Batch Is Not Enough Anymore. Here's What the Real-Time Stack Actually Looks Like.

There's a moment most data engineers recognize. You've built a solid batch pipeline — clean, tested, running on schedule every night. Then someone from the fraud team asks why the model is missing transactions that happened two hours ago. Or the product team wants personalization that reflects what a user did five minutes ago, not yesterday. Suddenly your nightly job feels like infrastructure from a different era.

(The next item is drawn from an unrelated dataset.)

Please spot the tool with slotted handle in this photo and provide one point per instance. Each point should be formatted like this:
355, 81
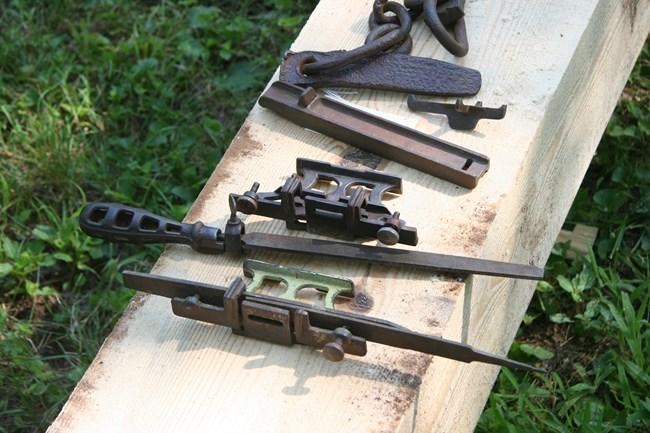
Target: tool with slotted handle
119, 223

Batch pipelines aren't going away. But the ceiling on what they can power has become very obvious, very fast. In financial services, fraud detection built on batch cycles isn't just slow — it's architecturally incapable of stopping fraud while a transaction is still in flight. The window to act closes in milliseconds. The decision needs to happen before the authorization response leaves the network.

This is what's driving the real-time streaming shift in 2026 — not novelty, but the gap between when data is generated and when a system can act on it finally mattering enough to justify the engineering investment.

How the stack fits together :

Three tools carry most of the load in modern streaming architectures, and they're not interchangeable — each sits at a different layer.

Kafka is the backbone. Think of it as a high-throughput, durable event log that decouples producers from consumers. Over 150,000 organisations were running Kafka by 2025. It doesn't process data — it moves and buffers it reliably at scale. Producers write events; consumers read them at their own pace. That decoupling is what lets you build streaming systems that don't collapse when one downstream service gets slow.

Flink is where the actual work happens. It sits downstream of Kafka and handles stateful, continuous processing — joins across streams, windowed aggregations, pattern detection, enrichment against reference data. Its exactly-once processing guarantees and native support for event time (as opposed to processing time) make it the right tool when correctness matters, not just throughput. Confluent has already shifted its strategic focus toward Flink as the stream processing standard, effectively conceding that ksqlDB won't carry the workload going forward.

CDC — change data capture — is the piece that closes the loop between your operational databases and your streaming infrastructure. Tools like Debezium watch your Postgres or MySQL transaction logs and emit every insert, update, and delete as a stream event. Instead of querying a database on a schedule and hoping you caught all the changes, you get a continuous, ordered feed of what actually changed and when. Flink can consume this directly, transform it, and write to a lakehouse or warehouse in near real-time. What used to be a nightly sync becomes a pipeline with seconds of latency.

The part nobody mentions in architecture diagrams :

The stack is mature. Kafka, Flink, and CDC are all production-proven. The hard part in 2026 isn't picking the tools — it's managing operational complexity once they're running. Checkpointing strategies, backpressure handling, schema evolution across a live CDC stream, and small-file accumulation in streaming lakehouse writes all require active attention.

The data pipeline tools market is projected to grow from roughly $15 billion in 2025 to $48 billion by 2030. That growth isn't speculative — it reflects how many organisations are in the middle of this migration right now, with real engineers working through real operational problems.

Start with CDC into Kafka if you're still on batch. Get the data moving first. Flink complexity compounds quickly, and there's no point in stateful stream processing if your source data is still arriving in hourly dumps.